González graduated from New College of Florida last year and is currently living in their parents’ home.

Credit: Getty Images
Credit: Getty Images

X González gained national attention as one of the faces of the gun reform movement following the mass murder of 17 people at their high school in Parkland, FL, in 2018. González’s impassioned 11-minute speech, given at a local rally 3 days after the shooting, was quickly shared nationwide, and they went on to be one of the key organizers of the ensuing month’s March For Our Lives (MFOL), a massive, student-led gun safety rally that drew as many as 2 million people to Washington, D.C. in one of the largest protests in American history.

In a personal essay written for The Cut and published today, González, now 23, reflected on stepping back from the spotlight to figure out the next steps in their life.

González graduated from New College of Florida last year and is currently living in their parents’ home. “I spend my days trying to get my future on the rails, finding new music, making zines, sewing, smoking weed, cooking, cleaning, figuring out what I want to do for work,” they said.

Reflecting on the MFOL movement, González said it was shocking for the nation to expect a random group of Florida teenagers to have the solution to gun violence. “The country was looking at me and my fellow students, some of whom I had only just met, for our political leadership,” they wrote. “I had a level of fame that many activists work for years to try to attain, and I thought I knew what I was supposed to do.
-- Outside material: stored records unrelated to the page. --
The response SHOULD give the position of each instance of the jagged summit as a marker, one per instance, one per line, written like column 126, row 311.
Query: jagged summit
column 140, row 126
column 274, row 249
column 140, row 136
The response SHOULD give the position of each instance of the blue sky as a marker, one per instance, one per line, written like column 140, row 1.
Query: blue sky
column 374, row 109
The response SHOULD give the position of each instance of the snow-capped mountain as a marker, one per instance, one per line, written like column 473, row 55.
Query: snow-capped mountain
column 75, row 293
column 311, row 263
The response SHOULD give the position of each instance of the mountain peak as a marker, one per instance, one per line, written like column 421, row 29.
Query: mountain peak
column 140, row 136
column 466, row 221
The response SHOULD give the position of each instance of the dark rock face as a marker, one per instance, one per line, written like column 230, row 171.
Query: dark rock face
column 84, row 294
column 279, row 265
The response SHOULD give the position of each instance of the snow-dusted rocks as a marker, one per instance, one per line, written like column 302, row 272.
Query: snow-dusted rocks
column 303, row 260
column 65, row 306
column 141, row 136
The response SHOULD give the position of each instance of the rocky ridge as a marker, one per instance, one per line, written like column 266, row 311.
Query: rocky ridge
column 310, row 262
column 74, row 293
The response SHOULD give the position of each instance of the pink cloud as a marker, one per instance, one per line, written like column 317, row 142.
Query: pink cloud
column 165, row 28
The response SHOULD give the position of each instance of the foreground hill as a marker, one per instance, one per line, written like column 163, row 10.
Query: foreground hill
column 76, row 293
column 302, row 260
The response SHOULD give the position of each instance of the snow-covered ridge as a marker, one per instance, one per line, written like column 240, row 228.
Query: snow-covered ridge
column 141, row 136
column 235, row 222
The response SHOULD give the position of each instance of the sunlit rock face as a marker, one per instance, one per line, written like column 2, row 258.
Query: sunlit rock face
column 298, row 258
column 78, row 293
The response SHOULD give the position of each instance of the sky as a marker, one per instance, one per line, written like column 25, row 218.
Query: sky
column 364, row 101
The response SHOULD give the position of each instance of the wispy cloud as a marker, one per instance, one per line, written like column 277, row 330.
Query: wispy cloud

We had to take our pain and spin it into political action, solving a problem that had been a century in the making.”

“From the first time I spoke up at that first rally, full of rage, with a shaved head, I’d become a symbol, and that’s what the people who came to see us wanted from me,” they continued.

González was a senior in high school when the shooting happened. They went to college the following fall, and activism took a backseat as they explored other areas of interest on campus and prioritized their studies and their mental health.

In May 2021, González announced they would be using they/them pronouns and going by the first name “X.” “I knew I wanted to go by a different name, something that would give me space and get me away from the identity thrown on TV screens that made people think they knew me,” they wrote in The Cut. “I settled on X (inspired by Malcolm X) and realized in the process that the reason I didn’t like being known as Emma is partially because that person belongs to the public but also partially because it’s such a feminine name. I realized then that I’m nonbinary.”

There are indications that González is ready to step back into the public eye, even if they don’t receive the same level of attention they once commanded. During summer 2022, 4 years after Parkland, MFOL leadership put together a march to commemorate the 6-year anniversary of the Orlando Pulse nightclub shooting, and González decided to give a speech. “I felt like I had made enough progress with my mental health that I could go onstage again, and I had a lot to say,” they said.

“It’s been almost five years since my classmates and I marched for the first time, and it’s hard not to feel like things are pretty much the same,” González reflects in the essay. “Gun violence happens every day in this country. In November, the trial that was supposed to bring closure to our community brought only disappointment after the shooter was spared the death penalty. I see my March for Our Lives compatriots at protests once or twice throughout the year. I’m still trying to figure out what type of activism I want to engage in, since I don’t want to be passive for the rest of my life but I cannot exist in the way that I used to. I don’t know how I’m alive after all that.”